É com essa ideia que eu busquei interpretar o trecho. Não se deve valorizar com tamanha entonação o sucesso que veio da sorte de uma jogada bem sucedida. Devemos ter clara a idéia de que tantas empresas são precocemente enterradas porque esperam que a sorte seja a guia do seu sucesso. Por outro lado, empresários que percebem que um caminho um pouco mais longo e baseado em cuidados permanentes terão o sucesso de suas empreitadas, porque entenderam que mais do que uma boa idéia ou um pai dando-lhe abrigo, é preciso ter competência para que o sucesso do passado possa ser transformado em alicerces para o futuro.

O que Maquiavel pode nos ensinar


“O Príncipe”, de Nicolau Maquiavel, é um daqueles livros que dá gosto de anotar determinados trechos para usar como ensinamento e o fato de ele possuir mais de 500 anos não impede que as observações do autor possam ser utilizadas nos tempos atuais. Maquiavel apresenta a obra como um conjunto de observações que ele fez com o passar do tempo a respeito dos diversos reinos que formavam o que é hoje a Itália. O livro seria o seu presente ao príncipe de Florença, como prova de sua lealdade para com o governante.

O fato de eu estar nos últimos semestres de minha faculdade de administração fez com que eu levasse os ensinamentos para o lado empresarial, buscando analisar como o que estava sendo dito possuía relação com o dia-a-dia das empresas.
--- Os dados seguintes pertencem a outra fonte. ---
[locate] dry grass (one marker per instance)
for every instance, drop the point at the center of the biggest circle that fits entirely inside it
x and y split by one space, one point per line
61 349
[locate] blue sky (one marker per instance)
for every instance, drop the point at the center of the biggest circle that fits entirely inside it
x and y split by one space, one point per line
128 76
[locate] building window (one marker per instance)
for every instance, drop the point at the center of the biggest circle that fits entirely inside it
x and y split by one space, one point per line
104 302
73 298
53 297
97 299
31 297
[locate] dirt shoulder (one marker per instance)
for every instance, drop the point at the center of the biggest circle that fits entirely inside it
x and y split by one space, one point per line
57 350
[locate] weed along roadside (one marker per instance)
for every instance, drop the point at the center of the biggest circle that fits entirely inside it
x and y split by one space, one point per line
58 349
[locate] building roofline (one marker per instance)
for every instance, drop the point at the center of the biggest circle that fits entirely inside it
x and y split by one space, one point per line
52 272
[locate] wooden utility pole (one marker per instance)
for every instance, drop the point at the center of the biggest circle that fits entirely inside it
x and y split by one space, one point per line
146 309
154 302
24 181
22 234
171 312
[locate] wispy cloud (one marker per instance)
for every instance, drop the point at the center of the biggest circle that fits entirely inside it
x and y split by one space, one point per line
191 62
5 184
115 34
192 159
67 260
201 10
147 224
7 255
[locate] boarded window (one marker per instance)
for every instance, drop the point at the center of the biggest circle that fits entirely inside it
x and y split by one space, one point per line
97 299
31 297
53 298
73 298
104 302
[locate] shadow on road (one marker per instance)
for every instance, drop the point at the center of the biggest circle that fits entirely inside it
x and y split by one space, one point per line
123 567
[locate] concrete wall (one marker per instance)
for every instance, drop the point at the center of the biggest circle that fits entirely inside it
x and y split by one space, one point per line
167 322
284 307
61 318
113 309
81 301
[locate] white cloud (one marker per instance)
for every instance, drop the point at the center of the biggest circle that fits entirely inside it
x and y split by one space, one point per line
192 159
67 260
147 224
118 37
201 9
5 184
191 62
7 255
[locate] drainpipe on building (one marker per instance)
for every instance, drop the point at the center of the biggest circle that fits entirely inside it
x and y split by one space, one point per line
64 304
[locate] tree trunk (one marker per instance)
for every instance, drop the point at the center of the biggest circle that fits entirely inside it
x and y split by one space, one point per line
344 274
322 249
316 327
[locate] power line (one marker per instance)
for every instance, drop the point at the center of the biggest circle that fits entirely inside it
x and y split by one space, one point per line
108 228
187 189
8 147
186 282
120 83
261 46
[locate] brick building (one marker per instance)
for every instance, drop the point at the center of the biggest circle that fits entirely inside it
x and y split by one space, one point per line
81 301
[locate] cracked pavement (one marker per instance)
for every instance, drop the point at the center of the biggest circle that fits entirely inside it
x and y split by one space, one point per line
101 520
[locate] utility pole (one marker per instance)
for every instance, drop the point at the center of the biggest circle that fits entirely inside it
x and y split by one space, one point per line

Daí surgiu a primeira anotação e por conseqüência a primeira interpretação:

“Ocorre que este mal, como no dizer dos médicos a propósito da tísica, é, em seu princípio, fácil de curar e difícil de identificar; no entanto, com o passar do tempo, se de início não foi nem reconhecido, nem medicado, torna-se fácil de identificar e difícil de curar.

Analisando este trecho com o cotidiano das empresas, ou até dos problemas pessoais, é possível perceber que a os problemas que se criam por não haverem sido identificados com antecedência são mais danosos do que aqueles surgidos por ventura de acontecimentos não relacionados. Um erro comum que vejo pessoas cometerem é não estudar como a concorrência está organizando-se dentro de um setor. Ocorre que, na maioria das vezes, o problema não está em um concorrente buscar uma fatia maior do mercado, visto que mesmo com uma menor participação a sua empresa ainda gozará de lucros e o seu patrimônio está garantido. No entanto, há momentos em que os concorrentes buscam mudar a estrutura da indústria, desenvolvendo variações do produto ou então remodelam-no por completo, atribuindo funções antes até impensadas serem possíveis. Este é o verdadeiro problema.

Qual o desfecho desta história? Simples. Quando você perceber que o seu produto já não atende às novas necessidades criadas pelo seu concorrente não haverá mais tempo suficiente para correr atrás do prejuízo deixado pela falta de atenção. Por conseqüência, não será apenas uma fatia do mercado que será perdida, mas talvez todos os seus clientes, que perceberão inúmeras vantagens no produto concorrente.

Desta forma, assim como previu Maquiavel, buscar entender a origem dos problemas e atacá-los de imediato trará vantagens indiscutíveis. Esta prática será um exercício que manterá a atenção no seu setor sempre em alerta, prevendo ações e imaginando como elas podem estar relacionadas às suas. Uma remodelação da indústria, conforme ilustrei, não é ruim. Ela é apenas ruim quando você não faz parte dela!